NCMM: How can teams promote accountability and squelch negative behaviors?

Sutton: The biggest problem is ambiguity. Managers have to make clear what "bad" looks like for them. Some organizations, like Mozilla for example, don't like secrecy, while companies like Apple demand secrecy and fire people who talk too openly.

When everyone on the team looks at everyone else, and roles aren't clearly defined, nobody does anything. One of the things that Apple did under Steve Jobs was to always have a D.R.I., which was a "directly responsible individual." That gets rid of ambiguity about who's responsible and promotes accountability.

NCMM: How should excellence be spread from teams to entire organizations?

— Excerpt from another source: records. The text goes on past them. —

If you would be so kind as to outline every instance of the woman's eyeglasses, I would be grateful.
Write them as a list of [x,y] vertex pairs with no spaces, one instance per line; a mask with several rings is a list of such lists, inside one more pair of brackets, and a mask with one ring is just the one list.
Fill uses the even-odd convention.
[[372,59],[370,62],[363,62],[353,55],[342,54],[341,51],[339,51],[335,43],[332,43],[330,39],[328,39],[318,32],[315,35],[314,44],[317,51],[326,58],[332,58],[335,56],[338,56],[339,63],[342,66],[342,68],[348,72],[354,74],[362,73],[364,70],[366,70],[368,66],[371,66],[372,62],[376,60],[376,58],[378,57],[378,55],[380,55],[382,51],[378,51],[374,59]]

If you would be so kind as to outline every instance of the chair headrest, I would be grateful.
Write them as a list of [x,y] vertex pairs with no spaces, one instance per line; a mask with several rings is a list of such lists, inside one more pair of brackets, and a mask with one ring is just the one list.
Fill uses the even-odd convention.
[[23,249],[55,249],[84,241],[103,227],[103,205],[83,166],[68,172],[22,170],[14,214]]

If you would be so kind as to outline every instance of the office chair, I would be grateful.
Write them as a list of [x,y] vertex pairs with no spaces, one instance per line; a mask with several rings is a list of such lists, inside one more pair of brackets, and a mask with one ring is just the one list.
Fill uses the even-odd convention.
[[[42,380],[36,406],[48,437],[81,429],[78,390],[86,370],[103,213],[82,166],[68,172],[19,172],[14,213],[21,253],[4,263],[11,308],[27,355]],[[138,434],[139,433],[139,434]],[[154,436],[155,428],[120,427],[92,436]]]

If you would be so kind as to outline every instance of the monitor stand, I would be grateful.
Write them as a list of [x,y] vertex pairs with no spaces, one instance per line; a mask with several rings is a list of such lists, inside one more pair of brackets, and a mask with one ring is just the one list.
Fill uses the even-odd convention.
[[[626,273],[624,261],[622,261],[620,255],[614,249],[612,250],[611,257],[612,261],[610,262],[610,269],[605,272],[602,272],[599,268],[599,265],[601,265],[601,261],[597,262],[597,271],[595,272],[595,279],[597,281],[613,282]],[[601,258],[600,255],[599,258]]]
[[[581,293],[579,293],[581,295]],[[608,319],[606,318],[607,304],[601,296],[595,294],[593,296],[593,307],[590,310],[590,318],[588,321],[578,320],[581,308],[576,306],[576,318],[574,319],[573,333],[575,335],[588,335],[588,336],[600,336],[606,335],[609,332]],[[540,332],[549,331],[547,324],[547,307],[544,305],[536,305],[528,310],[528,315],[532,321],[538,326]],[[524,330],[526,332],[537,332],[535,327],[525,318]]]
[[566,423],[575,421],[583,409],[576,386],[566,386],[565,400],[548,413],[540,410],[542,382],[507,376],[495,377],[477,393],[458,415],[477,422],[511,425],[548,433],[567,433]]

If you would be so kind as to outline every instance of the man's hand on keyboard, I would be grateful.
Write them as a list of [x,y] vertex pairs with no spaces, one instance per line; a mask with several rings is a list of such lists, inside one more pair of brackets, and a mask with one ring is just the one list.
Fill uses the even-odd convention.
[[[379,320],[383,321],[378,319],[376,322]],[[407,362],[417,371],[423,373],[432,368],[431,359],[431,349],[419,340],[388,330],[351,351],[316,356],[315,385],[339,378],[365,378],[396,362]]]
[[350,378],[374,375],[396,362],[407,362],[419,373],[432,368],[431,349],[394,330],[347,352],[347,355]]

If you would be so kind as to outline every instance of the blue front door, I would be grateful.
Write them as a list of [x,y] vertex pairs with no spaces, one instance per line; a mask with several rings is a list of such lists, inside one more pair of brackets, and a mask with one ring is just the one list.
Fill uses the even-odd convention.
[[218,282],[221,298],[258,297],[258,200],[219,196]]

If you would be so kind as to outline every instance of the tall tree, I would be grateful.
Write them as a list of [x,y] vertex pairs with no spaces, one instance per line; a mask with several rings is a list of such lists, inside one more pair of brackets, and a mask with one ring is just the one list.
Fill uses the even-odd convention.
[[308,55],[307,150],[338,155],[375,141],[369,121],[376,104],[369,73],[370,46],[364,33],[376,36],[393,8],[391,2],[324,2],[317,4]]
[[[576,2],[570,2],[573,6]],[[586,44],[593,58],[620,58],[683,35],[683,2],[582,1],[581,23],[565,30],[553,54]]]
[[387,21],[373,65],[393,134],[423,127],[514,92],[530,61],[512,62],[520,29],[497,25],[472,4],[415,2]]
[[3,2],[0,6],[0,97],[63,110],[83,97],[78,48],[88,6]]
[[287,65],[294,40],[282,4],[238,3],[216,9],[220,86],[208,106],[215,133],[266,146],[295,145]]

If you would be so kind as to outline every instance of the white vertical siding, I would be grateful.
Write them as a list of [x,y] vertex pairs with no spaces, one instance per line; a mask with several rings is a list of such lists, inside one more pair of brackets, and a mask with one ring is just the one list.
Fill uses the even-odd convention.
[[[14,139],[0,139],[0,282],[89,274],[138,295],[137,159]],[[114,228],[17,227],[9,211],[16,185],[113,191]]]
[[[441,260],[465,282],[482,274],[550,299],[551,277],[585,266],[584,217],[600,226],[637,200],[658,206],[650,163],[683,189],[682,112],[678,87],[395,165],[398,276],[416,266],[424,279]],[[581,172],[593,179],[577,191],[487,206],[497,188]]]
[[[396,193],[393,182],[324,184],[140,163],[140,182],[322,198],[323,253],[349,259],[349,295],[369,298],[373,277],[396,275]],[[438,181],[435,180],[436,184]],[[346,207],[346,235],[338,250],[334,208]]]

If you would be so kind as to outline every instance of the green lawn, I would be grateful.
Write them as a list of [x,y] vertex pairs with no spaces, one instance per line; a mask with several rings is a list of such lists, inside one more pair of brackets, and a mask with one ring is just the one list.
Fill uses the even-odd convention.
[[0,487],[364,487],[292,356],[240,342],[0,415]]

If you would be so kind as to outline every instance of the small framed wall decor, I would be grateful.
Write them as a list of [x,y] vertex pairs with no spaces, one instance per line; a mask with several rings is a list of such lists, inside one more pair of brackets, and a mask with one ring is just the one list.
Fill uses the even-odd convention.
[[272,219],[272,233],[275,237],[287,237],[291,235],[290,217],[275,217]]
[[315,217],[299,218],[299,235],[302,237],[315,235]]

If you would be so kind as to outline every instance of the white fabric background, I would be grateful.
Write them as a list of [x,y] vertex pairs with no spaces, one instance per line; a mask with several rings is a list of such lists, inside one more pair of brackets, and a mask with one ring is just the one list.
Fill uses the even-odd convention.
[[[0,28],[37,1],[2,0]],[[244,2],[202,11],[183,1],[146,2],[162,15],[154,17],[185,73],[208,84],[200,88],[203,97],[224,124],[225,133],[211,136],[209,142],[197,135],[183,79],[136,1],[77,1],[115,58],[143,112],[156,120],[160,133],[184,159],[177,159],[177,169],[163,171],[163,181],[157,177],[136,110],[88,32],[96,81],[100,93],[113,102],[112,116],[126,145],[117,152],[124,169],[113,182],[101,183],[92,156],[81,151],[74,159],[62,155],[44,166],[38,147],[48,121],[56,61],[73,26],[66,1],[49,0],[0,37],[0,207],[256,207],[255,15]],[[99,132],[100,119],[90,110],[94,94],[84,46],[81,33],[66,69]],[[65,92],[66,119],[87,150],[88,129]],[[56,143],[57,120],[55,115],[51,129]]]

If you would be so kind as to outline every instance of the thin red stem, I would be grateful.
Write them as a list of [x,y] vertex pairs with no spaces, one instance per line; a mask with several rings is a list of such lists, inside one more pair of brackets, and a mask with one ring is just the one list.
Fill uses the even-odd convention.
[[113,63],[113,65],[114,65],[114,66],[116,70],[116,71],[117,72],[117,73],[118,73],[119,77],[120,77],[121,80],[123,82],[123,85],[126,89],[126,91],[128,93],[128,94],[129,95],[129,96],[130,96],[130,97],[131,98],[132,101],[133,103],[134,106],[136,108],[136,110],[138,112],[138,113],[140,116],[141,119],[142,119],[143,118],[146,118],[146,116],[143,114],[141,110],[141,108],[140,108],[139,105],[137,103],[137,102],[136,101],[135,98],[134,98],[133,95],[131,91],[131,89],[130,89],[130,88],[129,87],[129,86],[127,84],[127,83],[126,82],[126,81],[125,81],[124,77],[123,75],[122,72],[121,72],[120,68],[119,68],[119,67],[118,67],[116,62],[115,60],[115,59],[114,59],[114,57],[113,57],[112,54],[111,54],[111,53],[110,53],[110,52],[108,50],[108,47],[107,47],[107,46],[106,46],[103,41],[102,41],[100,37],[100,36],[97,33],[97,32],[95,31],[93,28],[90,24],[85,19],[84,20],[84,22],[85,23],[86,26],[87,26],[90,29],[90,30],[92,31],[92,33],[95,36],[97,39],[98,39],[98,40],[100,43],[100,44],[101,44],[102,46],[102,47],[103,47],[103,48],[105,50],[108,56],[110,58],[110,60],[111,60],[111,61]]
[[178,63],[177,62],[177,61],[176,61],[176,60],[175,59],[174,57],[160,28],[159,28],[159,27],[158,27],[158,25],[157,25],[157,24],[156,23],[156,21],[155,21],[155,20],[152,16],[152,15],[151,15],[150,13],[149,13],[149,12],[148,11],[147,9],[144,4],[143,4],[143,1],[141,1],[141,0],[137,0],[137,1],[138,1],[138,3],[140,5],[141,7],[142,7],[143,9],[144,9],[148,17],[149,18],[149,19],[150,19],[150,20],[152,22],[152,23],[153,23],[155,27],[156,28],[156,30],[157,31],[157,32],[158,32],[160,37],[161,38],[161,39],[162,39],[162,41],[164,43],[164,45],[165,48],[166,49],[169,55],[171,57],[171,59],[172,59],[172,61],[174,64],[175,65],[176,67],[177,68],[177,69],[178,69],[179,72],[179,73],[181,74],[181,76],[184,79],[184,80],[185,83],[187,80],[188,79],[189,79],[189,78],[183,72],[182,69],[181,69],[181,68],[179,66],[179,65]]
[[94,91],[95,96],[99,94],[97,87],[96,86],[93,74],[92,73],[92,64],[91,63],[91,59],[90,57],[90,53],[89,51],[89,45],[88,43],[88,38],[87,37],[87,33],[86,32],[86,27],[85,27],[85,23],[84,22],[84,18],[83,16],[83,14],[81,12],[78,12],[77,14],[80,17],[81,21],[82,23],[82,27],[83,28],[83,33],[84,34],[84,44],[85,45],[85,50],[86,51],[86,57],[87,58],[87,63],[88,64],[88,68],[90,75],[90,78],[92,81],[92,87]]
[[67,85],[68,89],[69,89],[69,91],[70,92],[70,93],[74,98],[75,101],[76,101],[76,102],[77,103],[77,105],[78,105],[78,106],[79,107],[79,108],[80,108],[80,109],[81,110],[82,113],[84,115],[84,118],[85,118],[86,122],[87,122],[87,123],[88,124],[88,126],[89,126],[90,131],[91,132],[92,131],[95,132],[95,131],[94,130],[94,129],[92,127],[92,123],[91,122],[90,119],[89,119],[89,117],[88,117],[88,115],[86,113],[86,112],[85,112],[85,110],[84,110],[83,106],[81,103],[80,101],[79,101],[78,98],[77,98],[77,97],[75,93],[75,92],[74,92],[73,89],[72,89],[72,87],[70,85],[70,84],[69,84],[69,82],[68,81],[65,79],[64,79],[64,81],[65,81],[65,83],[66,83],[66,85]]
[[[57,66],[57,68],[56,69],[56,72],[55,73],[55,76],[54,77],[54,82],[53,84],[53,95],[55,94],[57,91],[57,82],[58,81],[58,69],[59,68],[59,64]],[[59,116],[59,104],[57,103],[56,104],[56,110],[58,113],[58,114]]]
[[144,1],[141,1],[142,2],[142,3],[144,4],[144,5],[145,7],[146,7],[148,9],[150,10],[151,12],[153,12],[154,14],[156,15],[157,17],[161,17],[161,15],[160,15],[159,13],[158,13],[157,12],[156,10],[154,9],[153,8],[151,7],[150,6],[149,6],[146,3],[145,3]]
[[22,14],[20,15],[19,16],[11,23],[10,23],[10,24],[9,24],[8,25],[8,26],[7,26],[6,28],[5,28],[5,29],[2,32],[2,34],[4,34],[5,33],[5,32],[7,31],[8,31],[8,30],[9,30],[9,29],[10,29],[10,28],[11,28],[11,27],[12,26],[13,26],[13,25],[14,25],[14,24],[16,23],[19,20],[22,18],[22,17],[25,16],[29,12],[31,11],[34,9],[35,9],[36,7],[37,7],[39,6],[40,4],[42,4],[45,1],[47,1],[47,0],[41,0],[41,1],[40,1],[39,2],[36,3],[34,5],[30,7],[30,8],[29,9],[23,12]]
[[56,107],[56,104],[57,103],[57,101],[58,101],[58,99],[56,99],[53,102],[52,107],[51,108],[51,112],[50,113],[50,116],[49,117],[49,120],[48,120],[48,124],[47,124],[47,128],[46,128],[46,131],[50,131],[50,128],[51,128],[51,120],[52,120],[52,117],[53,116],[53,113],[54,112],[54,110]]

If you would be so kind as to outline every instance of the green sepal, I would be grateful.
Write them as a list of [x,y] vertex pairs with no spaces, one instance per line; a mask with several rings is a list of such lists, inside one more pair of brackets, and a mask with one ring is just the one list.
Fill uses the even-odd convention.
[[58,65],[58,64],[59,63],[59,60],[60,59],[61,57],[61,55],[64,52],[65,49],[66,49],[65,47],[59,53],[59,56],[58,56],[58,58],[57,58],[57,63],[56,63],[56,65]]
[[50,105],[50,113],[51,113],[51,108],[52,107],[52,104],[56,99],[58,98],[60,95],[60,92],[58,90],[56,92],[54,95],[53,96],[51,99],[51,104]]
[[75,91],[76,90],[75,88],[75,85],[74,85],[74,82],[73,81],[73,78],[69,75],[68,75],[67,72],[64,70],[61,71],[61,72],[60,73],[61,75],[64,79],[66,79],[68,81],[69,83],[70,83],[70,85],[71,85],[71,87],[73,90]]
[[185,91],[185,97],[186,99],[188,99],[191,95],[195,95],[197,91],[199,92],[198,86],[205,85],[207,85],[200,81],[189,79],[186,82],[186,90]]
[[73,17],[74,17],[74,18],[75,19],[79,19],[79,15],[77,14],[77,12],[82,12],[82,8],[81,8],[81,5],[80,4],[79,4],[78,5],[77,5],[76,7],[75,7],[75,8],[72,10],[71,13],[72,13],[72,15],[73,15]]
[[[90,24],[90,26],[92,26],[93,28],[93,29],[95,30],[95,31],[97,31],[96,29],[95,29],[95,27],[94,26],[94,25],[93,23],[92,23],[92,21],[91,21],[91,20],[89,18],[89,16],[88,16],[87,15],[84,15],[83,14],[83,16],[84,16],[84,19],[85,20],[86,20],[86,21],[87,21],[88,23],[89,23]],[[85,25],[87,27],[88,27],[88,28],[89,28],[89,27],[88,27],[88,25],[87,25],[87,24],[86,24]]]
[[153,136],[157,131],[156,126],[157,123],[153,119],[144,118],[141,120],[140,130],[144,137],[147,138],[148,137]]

Sutton: It's not like peanut butter. You can't spread things too thin. We talked earlier about Kaiser Permanente. The project manager, Louise Liang, had a budget of billions of dollars but she started by focusing only on getting Hawaii right. This is something President Obama should have considered [with the troubled health-care roll-out]. Liang first got Hawaii working, and then spread that success to the next group and the one after that. When Liang went to the next region after Hawaii, she took people from Hawaii to work with the next group and also invited members of the third group to watch. The past, present, and future were in one place, and everyone was learning.

What doesn't work is simply inviting a speaker, or organizing some event or three days of training, and then afterwards never mentioning the initiative again. And then starting the next one, while forgetting the previous initiative. That's just peanut butter spread too thin.